Watch My Money

by openclaw

skill

Analyze bank transactions, categorize spending, track monthly budgets, detect overspending and anomalies. Outputs interactive HTML report.

Skill Details

Repository Files

5 files in this skill directory


name: watch-my-money description: Analyze bank transactions, categorize spending, track monthly budgets, detect overspending and anomalies. Outputs interactive HTML report. triggers:

  • "track spending"
  • "check my budget"
  • "analyze transactions"
  • "what did I spend on"
  • "am I overspending"
  • "budget tracker"
  • "spending analysis"
  • "monthly expenses" formats:
  • CSV bank exports
  • Text transaction lists outputs:
  • Interactive HTML report
  • JSON data export
  • Console summary privacy: local-only

watch-my-money

Analyze transactions, categorize spending, track budgets, flag overspending.

Workflow

1. Get Transactions

Ask user for bank/card CSV export OR pasted text.

Common sources:

  • Download CSV from your bank's online portal
  • Export from budgeting apps
  • Copy/paste transactions from statements

Supported formats:

  • Any CSV with date, description, amount columns
  • Pasted text: "2026-01-03 Starbucks -5.40 CHF"

2. Parse & Normalize

Read input, normalize to standard format:

  • Auto-detect delimiter (comma, semicolon, tab)
  • Parse dates (YYYY-MM-DD, DD/MM/YYYY, MM/DD/YYYY)
  • Normalize amounts (expenses negative, income positive)
  • Extract merchant from description
  • Detect recurring transactions (subscriptions)

3. Categorize Transactions

For each transaction, assign category:

Categories:

  • rent, utilities, subscriptions, groceries, eating_out
  • transport, travel, shopping, health
  • income, transfers, other

Categorization order:

  1. Check saved merchant overrides
  2. Apply deterministic keyword rules (see common-merchants.md)
  3. Pattern matching (subscriptions, utilities)
  4. Heuristic fallback

For ambiguous merchants (batch of 5-10), ask user to confirm.
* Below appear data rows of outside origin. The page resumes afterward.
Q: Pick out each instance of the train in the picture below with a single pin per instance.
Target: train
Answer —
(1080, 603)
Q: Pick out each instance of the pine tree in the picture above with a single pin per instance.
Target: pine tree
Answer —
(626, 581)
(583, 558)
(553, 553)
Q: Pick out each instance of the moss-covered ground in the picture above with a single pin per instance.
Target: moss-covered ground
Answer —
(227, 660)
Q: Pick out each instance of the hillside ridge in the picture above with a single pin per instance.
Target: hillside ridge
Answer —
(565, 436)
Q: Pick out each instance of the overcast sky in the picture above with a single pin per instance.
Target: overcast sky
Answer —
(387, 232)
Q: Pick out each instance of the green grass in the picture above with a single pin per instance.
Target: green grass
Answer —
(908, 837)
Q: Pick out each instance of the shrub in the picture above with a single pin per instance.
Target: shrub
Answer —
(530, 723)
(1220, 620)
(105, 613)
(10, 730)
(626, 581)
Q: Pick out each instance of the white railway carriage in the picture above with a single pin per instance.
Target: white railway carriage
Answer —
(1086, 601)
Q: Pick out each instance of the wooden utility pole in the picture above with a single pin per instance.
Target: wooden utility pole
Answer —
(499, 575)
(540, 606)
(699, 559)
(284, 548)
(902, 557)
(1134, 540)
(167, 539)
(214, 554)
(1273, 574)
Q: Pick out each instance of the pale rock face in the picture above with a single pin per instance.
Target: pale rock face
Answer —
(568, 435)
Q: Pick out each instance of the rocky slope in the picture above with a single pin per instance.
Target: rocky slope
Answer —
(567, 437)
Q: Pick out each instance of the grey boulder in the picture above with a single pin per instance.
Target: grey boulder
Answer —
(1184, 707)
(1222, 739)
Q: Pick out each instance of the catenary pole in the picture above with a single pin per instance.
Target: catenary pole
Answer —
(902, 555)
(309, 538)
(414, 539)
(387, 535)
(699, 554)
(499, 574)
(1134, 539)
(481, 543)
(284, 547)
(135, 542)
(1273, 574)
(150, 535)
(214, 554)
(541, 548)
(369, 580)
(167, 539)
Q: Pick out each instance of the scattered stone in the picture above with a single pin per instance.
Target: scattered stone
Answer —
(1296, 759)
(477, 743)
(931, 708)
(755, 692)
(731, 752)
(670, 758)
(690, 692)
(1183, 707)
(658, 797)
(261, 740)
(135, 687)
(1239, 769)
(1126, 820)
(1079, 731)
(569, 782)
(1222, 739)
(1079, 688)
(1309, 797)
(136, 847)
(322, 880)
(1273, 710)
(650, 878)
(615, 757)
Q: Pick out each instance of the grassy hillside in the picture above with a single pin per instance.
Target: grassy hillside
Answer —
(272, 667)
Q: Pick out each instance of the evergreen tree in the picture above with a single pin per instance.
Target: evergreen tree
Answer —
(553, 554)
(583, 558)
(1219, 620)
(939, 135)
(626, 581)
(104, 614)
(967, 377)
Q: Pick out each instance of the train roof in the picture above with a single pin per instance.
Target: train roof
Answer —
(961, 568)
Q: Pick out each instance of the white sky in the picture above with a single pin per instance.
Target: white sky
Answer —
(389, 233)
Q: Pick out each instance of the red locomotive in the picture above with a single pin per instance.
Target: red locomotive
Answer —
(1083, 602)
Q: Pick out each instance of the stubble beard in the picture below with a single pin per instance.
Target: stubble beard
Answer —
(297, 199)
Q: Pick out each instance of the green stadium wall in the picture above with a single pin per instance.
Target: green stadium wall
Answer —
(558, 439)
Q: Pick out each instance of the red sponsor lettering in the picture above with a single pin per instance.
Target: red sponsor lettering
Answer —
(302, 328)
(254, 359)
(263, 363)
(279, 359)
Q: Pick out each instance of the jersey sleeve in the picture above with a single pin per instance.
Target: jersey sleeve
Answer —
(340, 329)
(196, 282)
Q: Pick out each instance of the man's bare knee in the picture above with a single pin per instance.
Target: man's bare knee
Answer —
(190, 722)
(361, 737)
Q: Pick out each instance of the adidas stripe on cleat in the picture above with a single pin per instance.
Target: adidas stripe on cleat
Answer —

Save overrides for future runs.

4. Check Budgets

Compare spending against user-defined budgets.

Alert thresholds:

  • 80% - approaching limit (yellow)
  • 100% - at limit (red)
  • 120% - over budget (red, urgent)

See budget-templates.md for suggested budgets.

5. Detect Anomalies

Flag unusual spending:

  • Category spike: spend > 1.5x baseline AND delta > 50
  • Subscription growth: subscriptions up > 20%
  • New expensive merchant: first appearance AND spend > 30
  • Potential subscriptions: recurring same-amount charges

Baseline = previous 3 months average (or current month if no history).

6. Generate HTML Report

Create local HTML file with:

  • Month summary (income, expenses, net)
  • Category breakdown with budget status
  • Top merchants
  • Alerts section
  • Recurring transactions detected
  • Privacy toggle (blur amounts/merchants)

Copy template.html and inject data.

7. Save State

Persist to ~/.watch_my_money/:

  • state.json - budgets, merchant overrides, history
  • reports/YYYY-MM.json - machine-readable monthly data
  • reports/YYYY-MM.html - interactive report

CLI Commands

# Analyze CSV
python -m watch_my_money analyze --csv path/to/file.csv --month 2026-01

# Analyze from stdin
cat transactions.txt | python -m watch_my_money analyze --stdin --month 2026-01 --default-currency CHF

# Compare months
python -m watch_my_money compare --months 2026-01 2025-12

# Set budget
python -m watch_my_money set-budget --category groceries --amount 500 --currency CHF

# View budgets
python -m watch_my_money budgets

# Export month data
python -m watch_my_money export --month 2026-01 --out summary.json

# Reset all state
python -m watch_my_money reset-state

Output Structure

Console shows:

  • Month summary with income/expenses/net
  • Category table with spend vs budget
  • Recurring transactions detected
  • Top 5 merchants
  • Alerts as bullet points

Files written:

  • ~/.watch_my_money/state.json
  • ~/.watch_my_money/reports/2026-01.json
  • ~/.watch_my_money/reports/2026-01.html

HTML Report Features

  • Collapsible category sections
  • Budget progress bars
  • Recurring transaction list
  • Month-over-month comparison
  • Privacy toggle (blur sensitive data)
  • Dark mode (respects system preference)
  • Floating action button
  • Screenshot-friendly layout
  • Auto-hide empty sections

Privacy

All data stays local. No network calls. No external APIs. Transaction data is analyzed locally and stored only in ~/.watch_my_money/.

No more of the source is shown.